A well-written article relating mitochondrial health to the use of antioxidants and can be found here.  Mitochondria are particularly susceptible to oxidative damage and such damage is implicated in many debilitating conditions including  cardiovascular disease, stroke, Parkinson’s disease, Alzheimer’s disease, fibromyalgia, schizophrenia, dementia, bipolar disorder, epilepsy, retinitis pigmentosa, and diabetes mellitus.  I continue to strongly believe that there is a central role for anti-oxidants in an effective longevity regimen.  Specifically, Co Q-10. Alpha-lipoic acid and acytl-l-carnitine are important antioxidants for maintaining the health of mitochondria.  An additional report came to my attention today confirming how the use of antioxidants can  support mitochondrial health, this one originated at the Stanford School of Medicine. Blood samples from 20 patients with various mitochondrial diseases uniformly showed depleted glutathione, indicating a lowering of those patients’ antioxidant defenses.  Apparently, mitochondrial disorders generate large numbers of free radicals.  On the other hand, those patients taking antioxidant supplements did not have depleted glutathione, they found, indicating stronger antioxidant defenses.
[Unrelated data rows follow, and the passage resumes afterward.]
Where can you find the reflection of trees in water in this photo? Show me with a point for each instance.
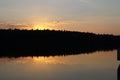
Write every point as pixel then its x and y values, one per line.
pixel 118 54
pixel 118 73
pixel 51 43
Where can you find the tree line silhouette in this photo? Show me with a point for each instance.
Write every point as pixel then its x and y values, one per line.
pixel 15 42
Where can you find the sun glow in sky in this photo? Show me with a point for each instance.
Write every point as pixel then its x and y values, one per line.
pixel 98 16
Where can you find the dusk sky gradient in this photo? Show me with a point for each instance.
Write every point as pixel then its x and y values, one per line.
pixel 97 16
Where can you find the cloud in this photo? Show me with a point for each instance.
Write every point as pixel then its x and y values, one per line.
pixel 13 26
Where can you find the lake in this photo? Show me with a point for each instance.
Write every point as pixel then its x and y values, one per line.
pixel 99 65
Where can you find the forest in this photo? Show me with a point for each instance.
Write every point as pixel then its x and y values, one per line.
pixel 15 42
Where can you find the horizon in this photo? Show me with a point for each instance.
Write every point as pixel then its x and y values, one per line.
pixel 94 16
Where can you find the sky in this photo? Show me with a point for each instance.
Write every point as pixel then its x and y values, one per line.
pixel 97 16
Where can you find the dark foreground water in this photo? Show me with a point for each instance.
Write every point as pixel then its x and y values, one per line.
pixel 94 66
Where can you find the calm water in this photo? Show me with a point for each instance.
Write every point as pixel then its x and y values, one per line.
pixel 94 66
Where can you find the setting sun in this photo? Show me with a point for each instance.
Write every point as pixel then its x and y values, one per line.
pixel 39 27
pixel 42 26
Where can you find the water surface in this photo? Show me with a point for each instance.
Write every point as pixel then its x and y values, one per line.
pixel 95 66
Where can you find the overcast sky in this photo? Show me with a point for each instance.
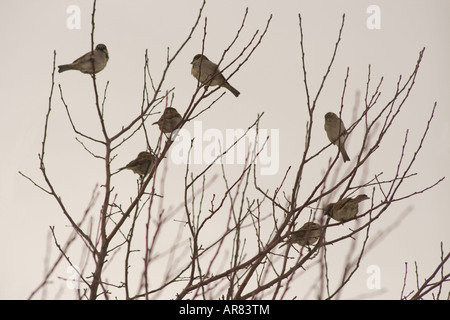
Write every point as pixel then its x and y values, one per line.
pixel 271 82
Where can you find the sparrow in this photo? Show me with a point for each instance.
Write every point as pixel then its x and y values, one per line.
pixel 142 164
pixel 336 132
pixel 209 74
pixel 84 63
pixel 345 209
pixel 308 234
pixel 169 120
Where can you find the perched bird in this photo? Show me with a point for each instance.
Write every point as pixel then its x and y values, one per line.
pixel 84 63
pixel 142 164
pixel 169 120
pixel 308 234
pixel 336 132
pixel 345 209
pixel 208 73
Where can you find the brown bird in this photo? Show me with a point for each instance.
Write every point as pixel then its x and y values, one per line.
pixel 209 74
pixel 308 234
pixel 169 120
pixel 336 132
pixel 142 164
pixel 84 63
pixel 345 209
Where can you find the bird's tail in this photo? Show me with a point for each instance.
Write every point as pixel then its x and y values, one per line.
pixel 233 90
pixel 64 67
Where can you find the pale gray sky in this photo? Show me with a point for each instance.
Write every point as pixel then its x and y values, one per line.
pixel 271 82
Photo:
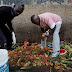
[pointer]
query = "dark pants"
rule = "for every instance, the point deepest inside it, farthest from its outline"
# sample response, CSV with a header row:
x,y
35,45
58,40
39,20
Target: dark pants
x,y
6,32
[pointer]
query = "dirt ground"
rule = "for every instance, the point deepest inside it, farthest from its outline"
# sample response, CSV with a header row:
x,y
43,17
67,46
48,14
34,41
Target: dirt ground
x,y
39,69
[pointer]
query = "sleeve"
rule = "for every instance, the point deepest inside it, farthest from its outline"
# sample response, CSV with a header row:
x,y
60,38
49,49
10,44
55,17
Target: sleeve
x,y
10,26
50,23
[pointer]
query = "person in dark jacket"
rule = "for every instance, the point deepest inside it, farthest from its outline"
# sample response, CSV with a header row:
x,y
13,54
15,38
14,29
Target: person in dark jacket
x,y
6,15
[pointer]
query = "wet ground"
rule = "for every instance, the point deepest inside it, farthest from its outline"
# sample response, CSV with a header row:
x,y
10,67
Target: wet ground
x,y
39,69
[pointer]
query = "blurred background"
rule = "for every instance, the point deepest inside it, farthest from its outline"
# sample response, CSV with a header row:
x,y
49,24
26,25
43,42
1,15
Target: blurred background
x,y
26,31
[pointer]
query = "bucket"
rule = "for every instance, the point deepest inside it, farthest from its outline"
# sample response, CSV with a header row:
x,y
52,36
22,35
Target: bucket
x,y
4,66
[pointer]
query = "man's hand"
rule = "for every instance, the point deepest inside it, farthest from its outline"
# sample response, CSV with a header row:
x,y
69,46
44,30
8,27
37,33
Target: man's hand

Oxidative damage – cause or effect?

A reported study about free radicals is radical in its conclusions.  The study was based on disabling five genes in mutant Caenorhabditis elegans worms.  The study’s authors suggest that damage due to free radicals may not be a cause of aging but rather is a consequence of aging and suggest instead that the aging process may originate in the mitochondria.  See my discussion on the Mitochondrial DNA mutation theory of aging.  It would seriously upset the anti-aging establishment’s applecart if oxidative damage turned out to be only a symptom.  However, I hesitate to accept such a broad conclusion given the preponderance of evidence that exposure to strong oxidative stress, such as massive doses of radiation, generates the overt symptoms of aging.  Most likely we are dealing with a chicken-and-egg causative process here where it is both the case that oxidative damage contributes to aging and that aging contributes to oxidative damage.  And the mitochondria play an important role in mediating the aging process.  See the previous blog post as well.

Melanoma and stress

Stress may increase the rate of progression of the most malignant form of melanoma, according to a report on a study conducted in New Zeeland of 1600 people diagnosed with that disease.  Small wonder given what we know about stress and how stress-generated cortisol suppresses the functioning of the immune system. Of course, some of the stress may come from the diagnosis itself.  This study  points again to the importance of the substances in the anti-aging firewalls that encourage regular sleep and mental calm like l-theanine and melatonin as well as a relaxed mental attitude that takes any problems in stride.